Several buses brought protesters from a “Justice After Katrina” conference held December 8-9 in Jackson, Mississippi. About 300 people attended, including many affected by hurricanes Katrina and Rita in Gulf Coast states. Demands drawn up in Jackson were delivered to New Orleans mayor Ray Nagin. They included immediate relief from evictions and price gouging by landlords, and decent housing for evacuees.

“We want our voices heard,” said Malcolm Suber from the steps of City Hall. “The government promises everything and gives you nothing.” Suber called on city authorities to postpone the Mardi Gras celebration, normally held in February, until residents return.

Suber and Cherice Harrison-Nelson are co-chairs of the People’s Hurricane Relief Fund and Oversight Coalition, the group that organized the Jackson conference and rally here. Both are New Orleans residents who now live in Houston.

Other speakers included Sarah White, a board member of the Mississippi Workers Center and a representative of the United Food and Commercial Workers (UFCW) Local 1529, which represents catfish workers in Mississippi. “It just didn’t start in New Orleans,” White said. “For years we have been down on the Mississippi Delta, we have been harassed, mistreated, hung, killed. So the fight against racism did not just start here, but this is where we want to end it. We have to fight it.”

Representatives of the New Black Panther Party, Nation of Islam, National Black United Front, and the Houston-based Shrine of the Black Madonna also spoke. Mandu from the African cultural organization Sankofa came to the event from Switzerland.
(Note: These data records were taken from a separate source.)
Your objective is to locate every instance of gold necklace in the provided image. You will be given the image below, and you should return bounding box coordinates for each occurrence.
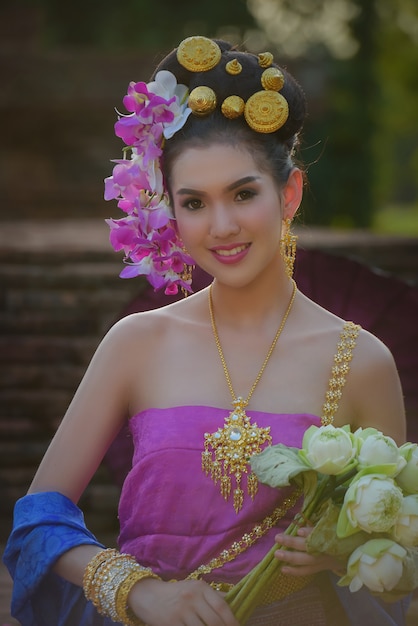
[202,281,296,513]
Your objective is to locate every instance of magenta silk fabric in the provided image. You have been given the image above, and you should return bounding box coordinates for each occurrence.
[119,406,321,583]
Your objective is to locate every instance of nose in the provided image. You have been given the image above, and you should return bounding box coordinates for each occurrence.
[210,203,240,239]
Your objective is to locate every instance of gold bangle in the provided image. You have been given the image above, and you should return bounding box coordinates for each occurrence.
[83,548,118,600]
[115,564,161,626]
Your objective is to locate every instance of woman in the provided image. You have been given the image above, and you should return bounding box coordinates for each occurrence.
[5,37,405,626]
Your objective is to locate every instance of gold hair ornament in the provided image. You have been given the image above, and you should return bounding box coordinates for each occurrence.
[177,36,222,72]
[244,90,289,133]
[188,85,216,116]
[261,67,284,91]
[225,59,242,76]
[221,96,245,120]
[258,52,273,67]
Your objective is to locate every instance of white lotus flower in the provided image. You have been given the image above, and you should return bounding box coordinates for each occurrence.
[339,539,407,592]
[300,425,357,475]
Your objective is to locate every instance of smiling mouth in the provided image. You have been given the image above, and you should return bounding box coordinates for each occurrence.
[215,244,249,256]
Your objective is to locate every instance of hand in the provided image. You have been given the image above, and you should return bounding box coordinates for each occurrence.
[128,578,239,626]
[274,526,341,576]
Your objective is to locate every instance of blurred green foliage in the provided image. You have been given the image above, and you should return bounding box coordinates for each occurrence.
[14,0,418,227]
[39,0,254,52]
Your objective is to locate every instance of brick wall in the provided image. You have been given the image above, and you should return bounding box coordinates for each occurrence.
[0,220,418,541]
[0,223,139,540]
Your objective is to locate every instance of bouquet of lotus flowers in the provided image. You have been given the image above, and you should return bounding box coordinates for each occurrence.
[226,425,418,624]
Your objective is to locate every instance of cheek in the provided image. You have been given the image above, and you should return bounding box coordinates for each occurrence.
[176,207,204,247]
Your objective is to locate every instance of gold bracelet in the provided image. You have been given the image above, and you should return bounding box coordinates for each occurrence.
[115,563,161,626]
[83,548,118,599]
[84,553,125,614]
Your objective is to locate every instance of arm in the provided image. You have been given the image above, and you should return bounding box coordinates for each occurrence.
[17,316,237,626]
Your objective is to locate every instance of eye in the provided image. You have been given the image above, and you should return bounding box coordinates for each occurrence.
[236,189,257,202]
[181,198,203,211]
He gave greetings on behalf of those of African heritage living in that country.

Bilal Mustafaa Mustaqeem, 32, worked in a printing plant here that was destroyed by the storm. He took part in the Jackson conference and said he came here to tell his story about being jailed and severely beaten for no reason by New Orleans cops after Katrina. When his sisters, who witnessed the beating, protested, the cops jailed them too, he said. “My sisters took pictures of the sores on my back from being stomped on and poked with a shotgun barrel. When we said we were going to file a complaint, they jailed me and wouldn’t release the women for two days.” Mustaqueem said he was locked up for 60 days. He now resides in New York.

Brian Thompson, 40, a member of the Metal Trades Council at the Ingalls Shipyard in Pascagoula, Mississippi, resides in Biloxi. “I’m concerned that none of the people hit by Katrina are overlooked,” he told the Militant. “That’s why I’m standing here in solidarity with all of us in the Gulf Coast.” Thompson, who is back on his job, said 30 percent of his co-workers are still laid off.

Cynthia Banks drove here from Dallas in a van with 10 other evacuees. Banks lost her home and business in the heavily flooded New Orleans East area. “Something is seriously wrong,” she said. “The mayor tells us, ‘Come back to our city.’ But you look around and say to yourself, ‘What city?’”

Rhonda Maberry, an unemployed nurse practitioner, is a leader of the National Association of Katrina Evacuees. “I found an eviction notice on my pillow saying that I had to be out of my hotel room by December 15,” she said. Because of this, Maberry is now returning to her home here, which still has no gas. “The electricity was just turned on this week,” she said.

“It was great and we need more of this,” said Muriel Lewis, who belongs to the same group as Maberry. She beamed with pride at the first mass action here to protest the deepening social crisis.

Karl Butts contributed to this article.